In her sublime new Netflix standup special, Old Baby, premiering on May 2nd, Maria Bamford performs a comedy set in increasingly larger venues. What begins as a few jokes in front of a mirror, progresses to a living room, onto a bowling alley, and so on, until she goes out with a bang on a big stage. The special is sparkling, her jokes are original, and her audience grows more hysterical with laughter as the size of the performance venue expands and shrinks. She is truly magnificent.
Maria Bamford is my favorite comedian. I admire everything she stands for as a comic and as a human being, and told her so in stream of barely intelligible gushing at the beginning of our interview. I rarely find myself star struck these days, but Bamford is special. Her comedy has served as somewhat of a lifeline to me during particularly dark times, and I was determined to repay her with a good interview. My enthusiasm was profuse and unsettling, but she accepted it with grace. Stephen Colbert may have proclaimed her to be his favorite comedian on planet earth, but she is my favorite comedian in the history of the universe and I wasn’t going to miss an opportunity to express my sincere gratitude and adoration.

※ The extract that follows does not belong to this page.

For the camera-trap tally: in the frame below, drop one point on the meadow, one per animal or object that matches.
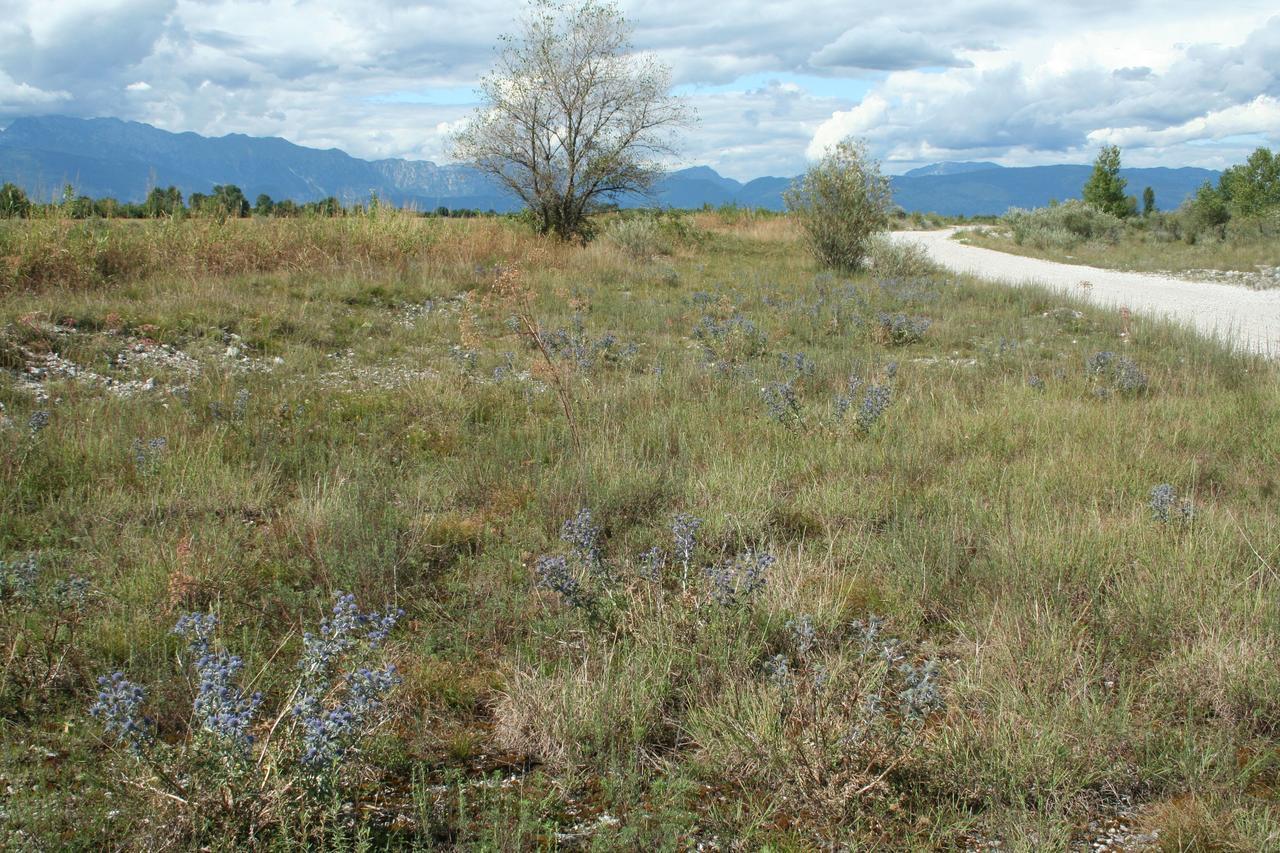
(1244, 251)
(419, 533)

I asked Bamford several relevant questions about her comedy special, but then, throwing caution to the wind, I dove in with the 36 questions. If you’re not familiar, the 36 questions refer to a study by the psychologist Arthur Aron (and others) that explores whether intimacy between two strangers can be accelerated by having them ask each other a specific series of personal questions. I had recently read Mandy Len Catron’s Modern Love essay, “To Fall in Love With Anyone, Do This,” and thought if there was ever a moment to accelerate intimacy, this interview was it. I asked Bamford if she’d heard of the 36 questions. She had. With genuine excitement she exclaimed, “let’s fall in love!” And we did. Or at least I did. Again.